I'm feeling you dave. My boss is trying their hand at dot printing as it were. So far the dots are not washing out right. Its a bit muddy in places.....so if the time to burn a screen doesn't change much.... must not washing the screen will then, thanx


----------



## A Perfect Pixel (Jul 4, 2008)

I've done 35-40 lpi on 110 mesh with pretty good results.


----------



## PositiveDave (Dec 1, 2008)

Spot_Worker said:


> I'm feeling you dave. My boss is trying their hand at dot printing as it were. So far the dots are not washing out right. Its a bit muddy in places.....so if the time to burn a screen doesn't change much.... must not washing the screen will then, thanx


Sounds rude...
It could be that your possies are burning through?
Have you got the ink facing the mesh and vacuumed to the mesh (could be light getting underneath, not a problem with blocks)?
Are the blocks washing out OK?


----------



## vintageracer117 (Jul 18, 2005)

well Brian if mine looks that good i'll be happy i will be trying it tonite 

Aaron


----------



## A Perfect Pixel (Jul 4, 2008)

Good luck Aaron,

Couple quick things... 

I generally burn mine for a little less time than normal (1:00 to 1:15 minutes less than normal)

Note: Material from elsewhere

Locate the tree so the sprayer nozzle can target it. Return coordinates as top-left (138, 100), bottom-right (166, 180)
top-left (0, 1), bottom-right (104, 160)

When you go to washout the burn, be very gentle, don't blast it with a pressure washer. I found a garden hose attachment with a "mist" setting will do a great job. It may take longer for the areas to wash out, but it will eventually come off and you won't lose your finer dots.

Wash out from the "shirt" side ONLY... this way the pressure of the water will push the emulsion back into the screen, instead of away from it if you were blasting from the "ink" side


----------



## vintageracer117 (Jul 18, 2005)

well brian i found that out last nite when it all washed out but it was looking good for a while i will give it one more try later 

Aaron


----------



## out da box (May 1, 2007)

We have burned 45-50 lpi screens on 110, but you have to use dual-cure emulsion, and you have to have a good strong light source and preferably a vacuum hold-down. I accidently burned a 75lpi halftone on a 230 screen last Friday an it actually came out and printed fine.


----------



## Spot_Worker (Oct 22, 2008)

PositiveDave said:


> Sounds rude...
> It could be that your possies are burning through?
> Have you got the ink facing the mesh and vacuumed to the mesh (could be light getting underneath, not a problem with blocks)?
> Are the blocks washing out OK?



rude...? What is a possies?Just looking to fix something that I have no control of. I'll have to snap a pic of the problem.


----------



## INKFREAK (Jul 24, 2008)

A possie is your image,if you burned a negative your customer would be pissed.Just kidding. The positive is the correct name for your films unless your trying to reverse out something, then it would be a negative. Sound confusing? Not really ,but thats really what your exposing.


----------



## Spot_Worker (Oct 22, 2008)

....I see.... I've worked both sides of the film. THE "DARK" side as well as the THE "LIGHT" side


----------



## vetscreener (May 15, 2009)

You can use a square dot (stochastic) to get better resolution on 110 mesh.
A halftone would be very coarse and scratchy on a 110.


----------



## A Perfect Pixel (Jul 4, 2008)

vetscreener said:


> You can use a square dot (stochastic) to get better resolution on 110 mesh.
> A halftone would be very coarse and scratchy on a 110.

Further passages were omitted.